Town in the Aguata local government area of Anambra State, Nigeria

Umuchu is one of the largest towns in Aguata Local Government Area of Anambra State, Nigeria. Umuchu evolved from a decentralized structure to unified leadership with the first Igwe (king) in 1967;

Umuchu lies near the state border between Anambra and Imo States. It is connected by road to Umunze in the east and Igbo-Ukwu in the northwest. It is home to the Igbo people, and Umuchu is also the name of the local dialect of the Igbo language.

==Landmarks==
Umuchu contains St. Mathew Catholic Church, St. Thomas Anglican Church, St. Peters Anglican Church, Zion City Umuchu, built and donated by Mr Godwin Ezeemo, Honeywell Hotel in Potters Business Park, Multipurpose Computer Centre, and the newly licensed Orient Mega 101.7FM and is also home to Umuchu High Court, which as of 2008 was led by Justice Anthony Ezeoke.

==In literature==
Simon Alaghogu has authored a pamphlet "The History of Umuchu",which documents the six sons of Echu and establishment of the original six villages in the vicinity.

== Climate ==
The climate of Umuchu is tropical savanna. It experiences a Tropical Wet and Dry (Savanna) climate, characterized by consistently high temperatures (around 28–30 °C annually), significant humidity, distinct rainy (wet) and dry seasons, and ample sunshine, typical for equatorial West Africa, with weather often described as hot, humid, and occasionally rainy or cloudy, especially in wet months.

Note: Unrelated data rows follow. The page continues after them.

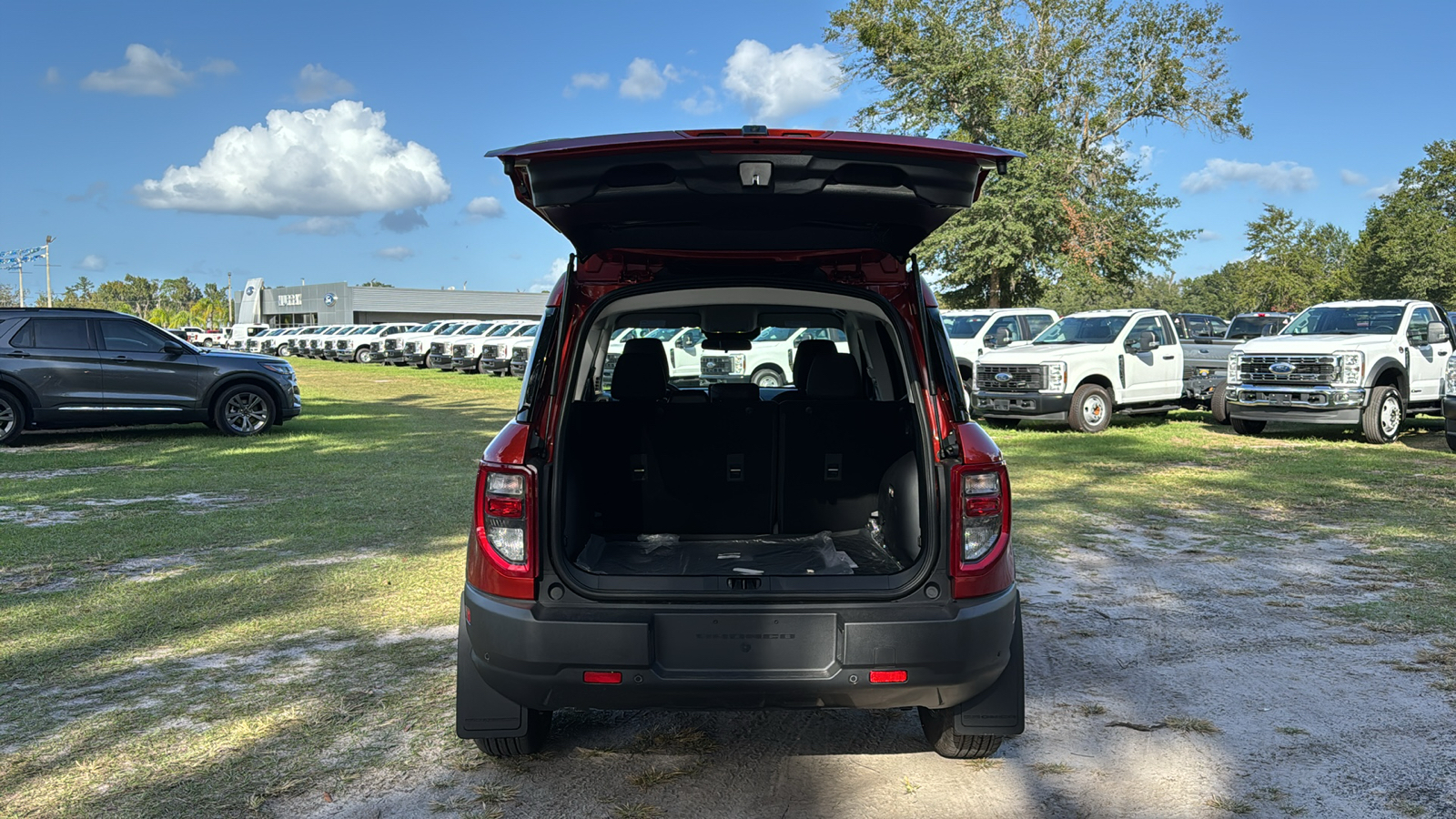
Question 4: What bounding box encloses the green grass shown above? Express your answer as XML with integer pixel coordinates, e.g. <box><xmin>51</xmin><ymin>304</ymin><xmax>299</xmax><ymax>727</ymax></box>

<box><xmin>0</xmin><ymin>361</ymin><xmax>1456</xmax><ymax>817</ymax></box>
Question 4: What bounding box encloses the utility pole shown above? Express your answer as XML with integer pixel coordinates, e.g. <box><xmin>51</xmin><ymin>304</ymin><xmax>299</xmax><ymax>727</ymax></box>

<box><xmin>46</xmin><ymin>233</ymin><xmax>56</xmax><ymax>308</ymax></box>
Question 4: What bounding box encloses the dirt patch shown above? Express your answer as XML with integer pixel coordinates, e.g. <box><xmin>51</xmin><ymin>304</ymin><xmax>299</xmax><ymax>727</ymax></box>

<box><xmin>264</xmin><ymin>516</ymin><xmax>1456</xmax><ymax>819</ymax></box>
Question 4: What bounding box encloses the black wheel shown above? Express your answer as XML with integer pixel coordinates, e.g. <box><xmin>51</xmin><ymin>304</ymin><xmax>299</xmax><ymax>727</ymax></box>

<box><xmin>213</xmin><ymin>383</ymin><xmax>278</xmax><ymax>437</ymax></box>
<box><xmin>1360</xmin><ymin>385</ymin><xmax>1405</xmax><ymax>443</ymax></box>
<box><xmin>0</xmin><ymin>389</ymin><xmax>25</xmax><ymax>446</ymax></box>
<box><xmin>475</xmin><ymin>708</ymin><xmax>551</xmax><ymax>756</ymax></box>
<box><xmin>1228</xmin><ymin>417</ymin><xmax>1269</xmax><ymax>436</ymax></box>
<box><xmin>750</xmin><ymin>368</ymin><xmax>784</xmax><ymax>388</ymax></box>
<box><xmin>1208</xmin><ymin>383</ymin><xmax>1228</xmax><ymax>427</ymax></box>
<box><xmin>920</xmin><ymin>705</ymin><xmax>1002</xmax><ymax>759</ymax></box>
<box><xmin>1067</xmin><ymin>383</ymin><xmax>1112</xmax><ymax>433</ymax></box>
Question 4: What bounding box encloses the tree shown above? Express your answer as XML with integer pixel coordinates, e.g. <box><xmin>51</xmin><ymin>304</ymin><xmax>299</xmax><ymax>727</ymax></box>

<box><xmin>1350</xmin><ymin>140</ymin><xmax>1456</xmax><ymax>308</ymax></box>
<box><xmin>825</xmin><ymin>0</ymin><xmax>1250</xmax><ymax>306</ymax></box>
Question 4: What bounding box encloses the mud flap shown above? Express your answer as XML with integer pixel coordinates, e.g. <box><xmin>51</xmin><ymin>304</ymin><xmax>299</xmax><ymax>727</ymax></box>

<box><xmin>952</xmin><ymin>602</ymin><xmax>1026</xmax><ymax>736</ymax></box>
<box><xmin>456</xmin><ymin>608</ymin><xmax>526</xmax><ymax>739</ymax></box>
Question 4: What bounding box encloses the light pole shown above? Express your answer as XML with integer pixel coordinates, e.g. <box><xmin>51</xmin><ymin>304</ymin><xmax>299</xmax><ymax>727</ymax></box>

<box><xmin>46</xmin><ymin>233</ymin><xmax>56</xmax><ymax>308</ymax></box>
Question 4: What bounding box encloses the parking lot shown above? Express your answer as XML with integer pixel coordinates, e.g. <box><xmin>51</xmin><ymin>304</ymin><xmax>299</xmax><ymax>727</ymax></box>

<box><xmin>0</xmin><ymin>359</ymin><xmax>1456</xmax><ymax>817</ymax></box>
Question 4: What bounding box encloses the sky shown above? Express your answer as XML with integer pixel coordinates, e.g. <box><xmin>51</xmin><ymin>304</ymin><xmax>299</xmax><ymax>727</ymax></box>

<box><xmin>0</xmin><ymin>0</ymin><xmax>1456</xmax><ymax>298</ymax></box>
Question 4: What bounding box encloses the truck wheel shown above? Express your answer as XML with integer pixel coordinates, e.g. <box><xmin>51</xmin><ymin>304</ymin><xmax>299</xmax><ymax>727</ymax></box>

<box><xmin>475</xmin><ymin>708</ymin><xmax>551</xmax><ymax>756</ymax></box>
<box><xmin>1360</xmin><ymin>386</ymin><xmax>1405</xmax><ymax>443</ymax></box>
<box><xmin>750</xmin><ymin>368</ymin><xmax>784</xmax><ymax>388</ymax></box>
<box><xmin>213</xmin><ymin>383</ymin><xmax>278</xmax><ymax>437</ymax></box>
<box><xmin>1067</xmin><ymin>383</ymin><xmax>1112</xmax><ymax>433</ymax></box>
<box><xmin>1228</xmin><ymin>419</ymin><xmax>1269</xmax><ymax>436</ymax></box>
<box><xmin>920</xmin><ymin>705</ymin><xmax>1002</xmax><ymax>759</ymax></box>
<box><xmin>1208</xmin><ymin>383</ymin><xmax>1228</xmax><ymax>427</ymax></box>
<box><xmin>0</xmin><ymin>389</ymin><xmax>25</xmax><ymax>446</ymax></box>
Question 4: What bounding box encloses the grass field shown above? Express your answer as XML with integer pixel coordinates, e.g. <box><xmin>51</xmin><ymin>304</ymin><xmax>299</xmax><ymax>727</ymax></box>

<box><xmin>0</xmin><ymin>361</ymin><xmax>1456</xmax><ymax>817</ymax></box>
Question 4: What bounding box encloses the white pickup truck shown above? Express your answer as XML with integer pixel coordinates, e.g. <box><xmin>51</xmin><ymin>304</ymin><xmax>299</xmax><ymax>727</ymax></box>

<box><xmin>941</xmin><ymin>308</ymin><xmax>1060</xmax><ymax>383</ymax></box>
<box><xmin>1226</xmin><ymin>298</ymin><xmax>1451</xmax><ymax>443</ymax></box>
<box><xmin>971</xmin><ymin>309</ymin><xmax>1184</xmax><ymax>433</ymax></box>
<box><xmin>699</xmin><ymin>327</ymin><xmax>849</xmax><ymax>388</ymax></box>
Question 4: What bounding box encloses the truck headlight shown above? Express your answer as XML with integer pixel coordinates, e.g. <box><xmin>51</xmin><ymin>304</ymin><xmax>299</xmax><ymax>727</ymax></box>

<box><xmin>1041</xmin><ymin>361</ymin><xmax>1067</xmax><ymax>395</ymax></box>
<box><xmin>1334</xmin><ymin>349</ymin><xmax>1364</xmax><ymax>386</ymax></box>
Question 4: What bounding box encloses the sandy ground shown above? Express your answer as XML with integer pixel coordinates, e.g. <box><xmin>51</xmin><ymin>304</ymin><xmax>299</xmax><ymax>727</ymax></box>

<box><xmin>284</xmin><ymin>528</ymin><xmax>1456</xmax><ymax>819</ymax></box>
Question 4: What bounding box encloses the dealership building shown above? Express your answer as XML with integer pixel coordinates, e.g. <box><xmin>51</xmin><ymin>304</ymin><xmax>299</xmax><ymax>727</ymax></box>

<box><xmin>236</xmin><ymin>278</ymin><xmax>546</xmax><ymax>327</ymax></box>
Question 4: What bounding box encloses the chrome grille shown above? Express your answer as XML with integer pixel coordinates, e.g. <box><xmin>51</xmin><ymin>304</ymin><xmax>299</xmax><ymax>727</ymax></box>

<box><xmin>976</xmin><ymin>364</ymin><xmax>1043</xmax><ymax>392</ymax></box>
<box><xmin>1239</xmin><ymin>356</ymin><xmax>1337</xmax><ymax>385</ymax></box>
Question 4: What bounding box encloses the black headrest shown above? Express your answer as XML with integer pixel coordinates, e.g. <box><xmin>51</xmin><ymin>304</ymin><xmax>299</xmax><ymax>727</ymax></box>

<box><xmin>622</xmin><ymin>339</ymin><xmax>668</xmax><ymax>383</ymax></box>
<box><xmin>804</xmin><ymin>352</ymin><xmax>864</xmax><ymax>398</ymax></box>
<box><xmin>708</xmin><ymin>383</ymin><xmax>759</xmax><ymax>404</ymax></box>
<box><xmin>794</xmin><ymin>339</ymin><xmax>839</xmax><ymax>389</ymax></box>
<box><xmin>612</xmin><ymin>353</ymin><xmax>667</xmax><ymax>400</ymax></box>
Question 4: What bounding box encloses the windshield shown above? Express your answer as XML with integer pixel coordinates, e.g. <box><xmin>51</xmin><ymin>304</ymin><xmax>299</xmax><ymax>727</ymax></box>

<box><xmin>941</xmin><ymin>317</ymin><xmax>990</xmax><ymax>339</ymax></box>
<box><xmin>1032</xmin><ymin>310</ymin><xmax>1131</xmax><ymax>344</ymax></box>
<box><xmin>1283</xmin><ymin>305</ymin><xmax>1405</xmax><ymax>335</ymax></box>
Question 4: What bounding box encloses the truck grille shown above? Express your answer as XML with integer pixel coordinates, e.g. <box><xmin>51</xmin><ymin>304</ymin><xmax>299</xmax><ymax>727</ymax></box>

<box><xmin>1239</xmin><ymin>356</ymin><xmax>1335</xmax><ymax>385</ymax></box>
<box><xmin>976</xmin><ymin>364</ymin><xmax>1043</xmax><ymax>392</ymax></box>
<box><xmin>701</xmin><ymin>356</ymin><xmax>733</xmax><ymax>376</ymax></box>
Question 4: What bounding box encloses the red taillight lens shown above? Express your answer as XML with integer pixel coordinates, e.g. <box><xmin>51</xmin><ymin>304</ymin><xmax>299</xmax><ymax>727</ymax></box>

<box><xmin>949</xmin><ymin>463</ymin><xmax>1015</xmax><ymax>598</ymax></box>
<box><xmin>468</xmin><ymin>462</ymin><xmax>536</xmax><ymax>599</ymax></box>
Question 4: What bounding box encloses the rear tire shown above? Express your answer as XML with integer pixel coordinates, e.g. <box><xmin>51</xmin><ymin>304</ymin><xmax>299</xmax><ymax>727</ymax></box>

<box><xmin>1228</xmin><ymin>419</ymin><xmax>1269</xmax><ymax>436</ymax></box>
<box><xmin>1360</xmin><ymin>385</ymin><xmax>1405</xmax><ymax>443</ymax></box>
<box><xmin>920</xmin><ymin>705</ymin><xmax>1002</xmax><ymax>759</ymax></box>
<box><xmin>1208</xmin><ymin>383</ymin><xmax>1228</xmax><ymax>427</ymax></box>
<box><xmin>1067</xmin><ymin>383</ymin><xmax>1112</xmax><ymax>433</ymax></box>
<box><xmin>475</xmin><ymin>708</ymin><xmax>551</xmax><ymax>756</ymax></box>
<box><xmin>0</xmin><ymin>389</ymin><xmax>26</xmax><ymax>446</ymax></box>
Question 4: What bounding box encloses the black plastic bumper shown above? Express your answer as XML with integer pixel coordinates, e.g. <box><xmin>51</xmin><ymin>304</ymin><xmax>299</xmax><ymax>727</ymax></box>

<box><xmin>973</xmin><ymin>390</ymin><xmax>1072</xmax><ymax>421</ymax></box>
<box><xmin>456</xmin><ymin>587</ymin><xmax>1024</xmax><ymax>736</ymax></box>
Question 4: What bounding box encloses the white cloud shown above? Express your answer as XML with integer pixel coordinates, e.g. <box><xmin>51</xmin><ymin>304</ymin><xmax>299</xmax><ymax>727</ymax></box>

<box><xmin>293</xmin><ymin>63</ymin><xmax>354</xmax><ymax>102</ymax></box>
<box><xmin>677</xmin><ymin>86</ymin><xmax>723</xmax><ymax>116</ymax></box>
<box><xmin>1363</xmin><ymin>179</ymin><xmax>1400</xmax><ymax>199</ymax></box>
<box><xmin>374</xmin><ymin>245</ymin><xmax>415</xmax><ymax>262</ymax></box>
<box><xmin>526</xmin><ymin>257</ymin><xmax>566</xmax><ymax>293</ymax></box>
<box><xmin>617</xmin><ymin>56</ymin><xmax>672</xmax><ymax>100</ymax></box>
<box><xmin>82</xmin><ymin>42</ymin><xmax>192</xmax><ymax>96</ymax></box>
<box><xmin>278</xmin><ymin>216</ymin><xmax>354</xmax><ymax>236</ymax></box>
<box><xmin>198</xmin><ymin>60</ymin><xmax>238</xmax><ymax>76</ymax></box>
<box><xmin>379</xmin><ymin>207</ymin><xmax>430</xmax><ymax>233</ymax></box>
<box><xmin>1181</xmin><ymin>159</ymin><xmax>1318</xmax><ymax>194</ymax></box>
<box><xmin>464</xmin><ymin>197</ymin><xmax>505</xmax><ymax>221</ymax></box>
<box><xmin>723</xmin><ymin>39</ymin><xmax>844</xmax><ymax>123</ymax></box>
<box><xmin>561</xmin><ymin>71</ymin><xmax>612</xmax><ymax>96</ymax></box>
<box><xmin>133</xmin><ymin>99</ymin><xmax>450</xmax><ymax>217</ymax></box>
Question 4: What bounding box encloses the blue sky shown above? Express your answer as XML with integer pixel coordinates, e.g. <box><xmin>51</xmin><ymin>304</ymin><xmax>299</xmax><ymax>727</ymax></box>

<box><xmin>0</xmin><ymin>0</ymin><xmax>1456</xmax><ymax>301</ymax></box>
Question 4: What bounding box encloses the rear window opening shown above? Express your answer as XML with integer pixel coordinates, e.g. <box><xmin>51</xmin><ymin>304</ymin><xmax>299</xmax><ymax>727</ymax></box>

<box><xmin>548</xmin><ymin>288</ymin><xmax>927</xmax><ymax>592</ymax></box>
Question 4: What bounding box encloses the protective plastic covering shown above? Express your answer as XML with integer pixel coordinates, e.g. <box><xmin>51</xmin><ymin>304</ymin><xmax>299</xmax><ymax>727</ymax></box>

<box><xmin>577</xmin><ymin>526</ymin><xmax>900</xmax><ymax>577</ymax></box>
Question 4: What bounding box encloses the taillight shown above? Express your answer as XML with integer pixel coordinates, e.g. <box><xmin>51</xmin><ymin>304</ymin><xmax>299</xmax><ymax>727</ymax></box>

<box><xmin>951</xmin><ymin>463</ymin><xmax>1015</xmax><ymax>598</ymax></box>
<box><xmin>466</xmin><ymin>462</ymin><xmax>536</xmax><ymax>601</ymax></box>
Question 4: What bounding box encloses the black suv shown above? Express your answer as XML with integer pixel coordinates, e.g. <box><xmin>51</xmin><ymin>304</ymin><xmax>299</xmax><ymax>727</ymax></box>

<box><xmin>0</xmin><ymin>308</ymin><xmax>303</xmax><ymax>444</ymax></box>
<box><xmin>456</xmin><ymin>126</ymin><xmax>1025</xmax><ymax>758</ymax></box>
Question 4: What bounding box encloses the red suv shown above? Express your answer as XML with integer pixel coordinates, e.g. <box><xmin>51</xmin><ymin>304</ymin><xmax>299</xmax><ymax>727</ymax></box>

<box><xmin>456</xmin><ymin>126</ymin><xmax>1024</xmax><ymax>758</ymax></box>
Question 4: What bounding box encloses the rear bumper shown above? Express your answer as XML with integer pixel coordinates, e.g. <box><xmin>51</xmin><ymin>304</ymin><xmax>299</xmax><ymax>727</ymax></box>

<box><xmin>457</xmin><ymin>586</ymin><xmax>1021</xmax><ymax>713</ymax></box>
<box><xmin>973</xmin><ymin>390</ymin><xmax>1072</xmax><ymax>421</ymax></box>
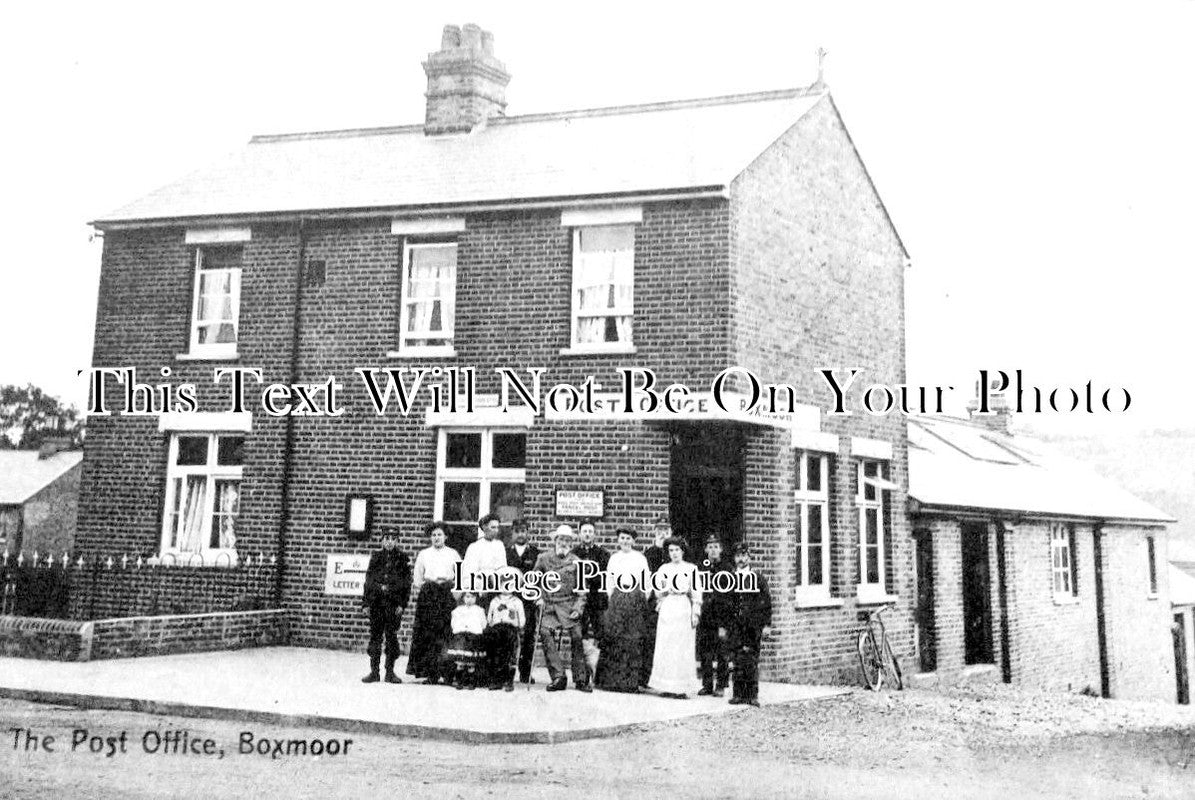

Every month is warm and there is both a wet and dry season. With an average humidity of 74% and a UV-index of 7, there are 91 dry days per year.

==Notable people==
- His Royal Highness Godson Ezechukwu, Paramount ruler of Umuchu
- Nelly Uchendu (1950–2005), singer and composer
- Ebube Nwagbo, actor and model
- Ebuka Obi-Uchendu, actor, socialite.
- Businessman and philanthropist Chief Abraham Ikechukwu Otti (Mighty-Mighty).
- Chief G.C Muokwe, all known for contributions in entertainment, business, community development, and traditional leadership.
- High Chief Nze Charles Ezenwabasili: A prominent figure, often seen with other dignitaries during community events.
- C. Don Adinuba: A former Anambra State Commissioner for Information, who often highlights figures from Umuchu.